Company may float more than 25% of shares if investor demand is strong

syringe, needle, cash injection, reserves

Hastings’s planned float will help remove any doubt investors may have about the capitalisation of Advantage, the group’s Gibraltar-based insurer, according to chief financial officer Richard Hoskins.

Hastings announced its long-awaited initial public offering this morning, and expects to make its stock market debut in October.

The company will raise gross proceeds of £180m, part of which will be used to pay down debt, and part of which will be used to inject extra capital into Advantage.

Speaking to Insurance Times about the planned float, Hoskins said: “We are very pleased with our Solvency II capital position.

“We don’t believe we need to put in additional capital, but we do believe that by doing so it will take capital off the minds of investors as an issue, if it was ever there as an issue.”

Advantage underwrites 90% of the business generated by the insurance group.

Hastings will also use the IPO proceeds to pay back some of the bonds it issued in 2013 as part of its refinancing. The result will be that Hastings’s leverage – the ratio of net debt to earnings before interest, tax, depreciation and amortisation (EBITDA) – will drop to 2.5 times from the 3.2 times reported in the first half of 2015.

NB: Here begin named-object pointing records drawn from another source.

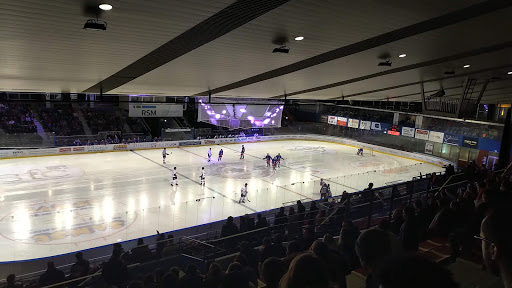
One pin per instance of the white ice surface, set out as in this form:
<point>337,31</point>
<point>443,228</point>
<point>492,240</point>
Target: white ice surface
<point>60,204</point>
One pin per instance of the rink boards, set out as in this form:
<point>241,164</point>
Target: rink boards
<point>19,153</point>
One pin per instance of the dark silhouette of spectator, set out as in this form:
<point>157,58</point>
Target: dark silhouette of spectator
<point>293,250</point>
<point>214,277</point>
<point>80,268</point>
<point>115,271</point>
<point>334,263</point>
<point>52,275</point>
<point>251,254</point>
<point>141,252</point>
<point>192,278</point>
<point>11,282</point>
<point>250,272</point>
<point>496,242</point>
<point>301,210</point>
<point>306,271</point>
<point>170,280</point>
<point>273,270</point>
<point>229,228</point>
<point>409,234</point>
<point>373,248</point>
<point>414,271</point>
<point>262,222</point>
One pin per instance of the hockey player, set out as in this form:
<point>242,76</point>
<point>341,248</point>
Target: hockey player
<point>203,176</point>
<point>268,158</point>
<point>164,154</point>
<point>220,155</point>
<point>243,194</point>
<point>242,153</point>
<point>279,157</point>
<point>174,177</point>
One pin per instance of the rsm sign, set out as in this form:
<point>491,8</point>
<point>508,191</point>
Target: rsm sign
<point>155,110</point>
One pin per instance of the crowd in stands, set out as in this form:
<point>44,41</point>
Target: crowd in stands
<point>17,118</point>
<point>102,119</point>
<point>297,250</point>
<point>62,120</point>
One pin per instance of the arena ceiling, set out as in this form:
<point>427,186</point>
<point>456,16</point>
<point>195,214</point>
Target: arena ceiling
<point>191,47</point>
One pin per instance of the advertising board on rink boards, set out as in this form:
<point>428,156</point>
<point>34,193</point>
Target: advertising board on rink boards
<point>150,145</point>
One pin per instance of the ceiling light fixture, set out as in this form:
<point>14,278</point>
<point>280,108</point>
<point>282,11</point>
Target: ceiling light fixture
<point>105,7</point>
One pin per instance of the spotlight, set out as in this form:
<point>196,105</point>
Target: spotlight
<point>282,49</point>
<point>385,63</point>
<point>105,7</point>
<point>95,24</point>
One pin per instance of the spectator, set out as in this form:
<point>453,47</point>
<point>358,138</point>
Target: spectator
<point>373,248</point>
<point>414,271</point>
<point>496,243</point>
<point>333,261</point>
<point>80,268</point>
<point>301,210</point>
<point>306,271</point>
<point>262,222</point>
<point>11,282</point>
<point>214,277</point>
<point>273,270</point>
<point>293,250</point>
<point>409,234</point>
<point>115,271</point>
<point>51,276</point>
<point>141,252</point>
<point>192,278</point>
<point>229,228</point>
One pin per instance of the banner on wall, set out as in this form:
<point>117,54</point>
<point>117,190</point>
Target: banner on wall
<point>342,121</point>
<point>155,110</point>
<point>365,125</point>
<point>408,131</point>
<point>376,126</point>
<point>429,148</point>
<point>436,136</point>
<point>421,134</point>
<point>353,123</point>
<point>451,139</point>
<point>469,142</point>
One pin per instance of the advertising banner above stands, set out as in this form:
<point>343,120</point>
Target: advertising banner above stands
<point>353,123</point>
<point>436,136</point>
<point>408,131</point>
<point>421,134</point>
<point>469,142</point>
<point>155,110</point>
<point>451,139</point>
<point>365,125</point>
<point>342,121</point>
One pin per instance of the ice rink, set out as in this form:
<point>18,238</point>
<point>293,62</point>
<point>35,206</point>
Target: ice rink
<point>59,204</point>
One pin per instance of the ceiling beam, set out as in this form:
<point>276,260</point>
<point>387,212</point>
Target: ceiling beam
<point>228,19</point>
<point>373,42</point>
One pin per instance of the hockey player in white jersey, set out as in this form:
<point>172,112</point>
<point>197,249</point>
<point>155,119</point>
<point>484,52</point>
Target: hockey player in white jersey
<point>243,194</point>
<point>174,177</point>
<point>203,176</point>
<point>164,154</point>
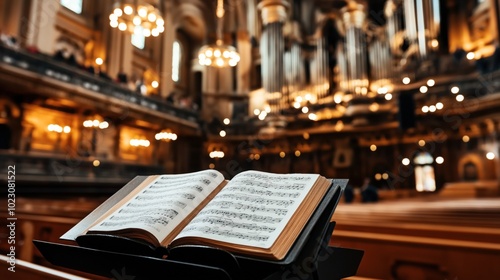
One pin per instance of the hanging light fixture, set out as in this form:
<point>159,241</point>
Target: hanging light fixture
<point>218,54</point>
<point>137,18</point>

Hoskins pointed out that the company had already been rapidly reducing its leverage. Debt was 4.6 times EBITDA back in December 2013.

But he said: “We thought that as we go through an IPO there is an opportunity to reduce the debt a little further.”

He added that reducing the bond debt is beneficial as the company pays 8% interest on the bonds, which Hoskins described as “quite high”.

The company is planning to pay off the rest of the bonds with new bank facilities, and expects leverage of 1.5 times EBITDA by 2017.

Hoskins also said that existing Hastings shareholders could sell more than 25% of their shares in the IPO if investor demand is high.

He said: “As we go through the next month and see what the interest from potential investors is in the business, it is then up to shareholders to reflect on that and decide how much of their investment they want to sell.”